In this concept paper, it explicitly allows institutions to do just that. It states in the execution services, by  “…making appropriate disclosures, clarify that the client is under no obligation to use their services and maintain an arms-length relationship through creation of Chinese walls”. This means that institutions can continue to virtually operate the way they do and it is only the individuals who have to choose between being an agent or an advisor. This is unfair and creates an uneven playing field, in favor of institutions.

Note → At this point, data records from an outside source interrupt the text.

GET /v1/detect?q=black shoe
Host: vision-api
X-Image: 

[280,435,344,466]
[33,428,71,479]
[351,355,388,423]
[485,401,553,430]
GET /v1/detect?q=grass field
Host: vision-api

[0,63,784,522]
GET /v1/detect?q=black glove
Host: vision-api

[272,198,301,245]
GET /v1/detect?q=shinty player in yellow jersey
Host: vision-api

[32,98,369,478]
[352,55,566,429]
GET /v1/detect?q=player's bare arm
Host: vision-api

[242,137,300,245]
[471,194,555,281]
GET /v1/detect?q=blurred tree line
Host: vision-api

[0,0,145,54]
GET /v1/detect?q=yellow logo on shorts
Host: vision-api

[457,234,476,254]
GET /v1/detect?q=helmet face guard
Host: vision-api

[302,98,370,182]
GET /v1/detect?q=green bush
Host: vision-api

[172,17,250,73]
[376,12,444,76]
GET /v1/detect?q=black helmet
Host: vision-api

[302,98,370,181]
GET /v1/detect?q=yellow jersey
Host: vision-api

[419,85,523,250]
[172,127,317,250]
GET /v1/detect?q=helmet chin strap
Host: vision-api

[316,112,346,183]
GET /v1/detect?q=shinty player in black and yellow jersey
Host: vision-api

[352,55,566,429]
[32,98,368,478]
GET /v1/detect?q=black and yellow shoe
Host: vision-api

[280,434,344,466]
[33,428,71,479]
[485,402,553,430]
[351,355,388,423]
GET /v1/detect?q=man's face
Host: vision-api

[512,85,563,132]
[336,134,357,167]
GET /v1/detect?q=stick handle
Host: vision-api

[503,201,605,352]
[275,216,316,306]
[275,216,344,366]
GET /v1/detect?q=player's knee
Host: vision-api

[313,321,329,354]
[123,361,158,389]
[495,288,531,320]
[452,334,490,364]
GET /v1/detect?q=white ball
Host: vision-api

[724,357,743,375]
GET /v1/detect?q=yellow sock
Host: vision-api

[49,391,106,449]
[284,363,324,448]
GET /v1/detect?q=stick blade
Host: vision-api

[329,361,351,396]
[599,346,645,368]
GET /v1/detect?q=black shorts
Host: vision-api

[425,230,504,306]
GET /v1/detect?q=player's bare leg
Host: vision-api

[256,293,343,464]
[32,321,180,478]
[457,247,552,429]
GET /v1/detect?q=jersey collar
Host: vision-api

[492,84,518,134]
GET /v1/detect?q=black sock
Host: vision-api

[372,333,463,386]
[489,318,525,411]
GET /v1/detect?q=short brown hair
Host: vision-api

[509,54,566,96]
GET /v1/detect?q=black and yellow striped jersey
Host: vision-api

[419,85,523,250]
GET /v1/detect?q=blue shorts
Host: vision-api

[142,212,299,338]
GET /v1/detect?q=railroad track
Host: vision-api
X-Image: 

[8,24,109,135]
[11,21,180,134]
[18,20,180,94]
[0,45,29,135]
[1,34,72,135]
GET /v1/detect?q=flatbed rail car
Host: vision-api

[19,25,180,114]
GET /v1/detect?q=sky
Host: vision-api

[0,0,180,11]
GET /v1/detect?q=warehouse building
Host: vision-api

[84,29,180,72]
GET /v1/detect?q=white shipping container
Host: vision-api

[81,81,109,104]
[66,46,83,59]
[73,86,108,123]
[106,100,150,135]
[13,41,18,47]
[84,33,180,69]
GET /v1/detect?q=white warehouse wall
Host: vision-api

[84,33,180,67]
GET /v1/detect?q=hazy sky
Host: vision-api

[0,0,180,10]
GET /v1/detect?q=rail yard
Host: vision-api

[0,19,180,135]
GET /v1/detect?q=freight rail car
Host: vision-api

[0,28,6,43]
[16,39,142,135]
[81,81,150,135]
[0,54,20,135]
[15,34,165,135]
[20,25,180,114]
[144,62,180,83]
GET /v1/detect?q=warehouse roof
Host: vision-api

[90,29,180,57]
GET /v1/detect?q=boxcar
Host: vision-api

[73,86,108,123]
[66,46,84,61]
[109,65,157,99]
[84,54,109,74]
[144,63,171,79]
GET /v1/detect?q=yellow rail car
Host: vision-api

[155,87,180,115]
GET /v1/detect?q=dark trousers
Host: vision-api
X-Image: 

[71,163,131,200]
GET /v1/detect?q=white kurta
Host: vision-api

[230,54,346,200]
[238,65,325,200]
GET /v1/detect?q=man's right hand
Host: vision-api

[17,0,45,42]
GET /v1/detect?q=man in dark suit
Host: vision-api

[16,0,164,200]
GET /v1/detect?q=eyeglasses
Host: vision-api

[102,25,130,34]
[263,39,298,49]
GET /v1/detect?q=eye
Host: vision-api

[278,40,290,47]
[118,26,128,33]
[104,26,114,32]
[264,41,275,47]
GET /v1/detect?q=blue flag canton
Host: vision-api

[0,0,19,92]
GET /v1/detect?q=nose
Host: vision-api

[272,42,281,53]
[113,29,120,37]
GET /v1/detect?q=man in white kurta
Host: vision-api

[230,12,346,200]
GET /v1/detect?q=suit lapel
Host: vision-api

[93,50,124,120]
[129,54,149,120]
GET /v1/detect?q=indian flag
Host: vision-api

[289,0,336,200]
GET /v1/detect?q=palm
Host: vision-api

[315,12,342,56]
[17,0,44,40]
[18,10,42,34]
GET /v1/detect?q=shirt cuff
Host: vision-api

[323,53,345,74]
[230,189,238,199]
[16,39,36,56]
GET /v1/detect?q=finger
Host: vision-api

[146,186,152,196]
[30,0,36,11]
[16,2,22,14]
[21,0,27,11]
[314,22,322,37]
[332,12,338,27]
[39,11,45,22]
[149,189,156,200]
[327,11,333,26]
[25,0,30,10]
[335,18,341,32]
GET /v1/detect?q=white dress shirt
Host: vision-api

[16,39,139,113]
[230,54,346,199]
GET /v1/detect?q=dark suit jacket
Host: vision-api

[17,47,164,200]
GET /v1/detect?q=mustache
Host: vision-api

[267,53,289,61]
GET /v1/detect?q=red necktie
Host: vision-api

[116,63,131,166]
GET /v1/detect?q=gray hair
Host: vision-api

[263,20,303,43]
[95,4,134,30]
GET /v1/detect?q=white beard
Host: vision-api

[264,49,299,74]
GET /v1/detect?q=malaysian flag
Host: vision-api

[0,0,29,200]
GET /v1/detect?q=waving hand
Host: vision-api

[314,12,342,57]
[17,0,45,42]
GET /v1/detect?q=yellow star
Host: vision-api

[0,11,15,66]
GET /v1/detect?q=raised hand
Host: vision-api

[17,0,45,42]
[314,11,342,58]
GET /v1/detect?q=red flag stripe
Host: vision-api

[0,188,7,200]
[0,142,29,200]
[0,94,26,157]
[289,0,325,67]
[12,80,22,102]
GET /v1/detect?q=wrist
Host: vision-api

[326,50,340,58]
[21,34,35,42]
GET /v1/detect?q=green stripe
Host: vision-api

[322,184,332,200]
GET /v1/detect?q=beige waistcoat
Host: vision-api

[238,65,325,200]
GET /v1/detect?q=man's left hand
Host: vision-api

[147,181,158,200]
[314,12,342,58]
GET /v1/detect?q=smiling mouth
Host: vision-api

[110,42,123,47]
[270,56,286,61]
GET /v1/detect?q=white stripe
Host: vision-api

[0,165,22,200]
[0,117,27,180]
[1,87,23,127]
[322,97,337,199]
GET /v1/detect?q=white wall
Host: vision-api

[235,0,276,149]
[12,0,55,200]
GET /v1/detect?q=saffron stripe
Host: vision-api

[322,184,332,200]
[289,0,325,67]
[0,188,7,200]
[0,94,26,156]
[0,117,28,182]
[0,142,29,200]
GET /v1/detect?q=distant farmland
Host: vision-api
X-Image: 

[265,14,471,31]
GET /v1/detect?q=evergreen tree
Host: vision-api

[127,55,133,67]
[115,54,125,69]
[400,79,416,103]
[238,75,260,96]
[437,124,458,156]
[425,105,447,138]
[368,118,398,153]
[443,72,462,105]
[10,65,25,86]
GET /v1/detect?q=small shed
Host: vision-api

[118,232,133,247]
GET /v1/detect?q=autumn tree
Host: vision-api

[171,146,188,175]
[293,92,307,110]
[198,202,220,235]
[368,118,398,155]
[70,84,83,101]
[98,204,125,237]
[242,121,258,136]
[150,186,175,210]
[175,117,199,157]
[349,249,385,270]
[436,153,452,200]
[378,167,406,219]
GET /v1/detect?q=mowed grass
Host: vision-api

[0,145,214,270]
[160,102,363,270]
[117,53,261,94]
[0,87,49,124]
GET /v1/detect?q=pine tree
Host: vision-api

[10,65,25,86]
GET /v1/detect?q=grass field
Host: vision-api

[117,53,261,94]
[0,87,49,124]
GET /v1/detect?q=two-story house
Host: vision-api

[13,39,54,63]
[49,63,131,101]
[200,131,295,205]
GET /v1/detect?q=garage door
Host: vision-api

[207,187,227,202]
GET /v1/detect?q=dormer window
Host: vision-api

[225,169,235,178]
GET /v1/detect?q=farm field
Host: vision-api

India Will Become a Land of Financial Agents

By creating difficult conditions for IFA’s and making them choose either the agent or advisor role, they are going to remain agents, because compliance is low and their cash flows will not be impacted. This regulation will guarantee that India remains a land of agents. Also, excluding all these agents from the ambit of regulations effectively exposes the investor community at large, to mis-selling and other ill-practices. Effective policing of the agents would be absolutely necessary.

The challenge for the regulator is –

  1. to understand that the existing laws need to be implemented better, through which unscrupulous elements can be punished and weeded out and investor’s interest can be upheld
  2. to appreciate that a transition is underway from agent to advisor and they should act as an enabler
  3. to give a long enough transition time before implementing game changing regulations
  4. to create a level playing field, which gives institutional players and individual advisors the same footing
  5. to understand that financial planners are advisors and not investment advisors in the manner they seek to project

The community is waiting with bated breath to see what the regulator might do on this front.  The contours of the industry can change for better or for worse, based on this. We are hoping that good sense will prevail and they don’t end up driving the proverbial nail in the coffin, in a promising industry.

1 comment to Financial Regulation Needs Enlightenment

  • The best way to deal with a monster is to give him a lot of space. Shift your sight from regulators to investors. Nothing holds you back to develop a successful practice except YOU.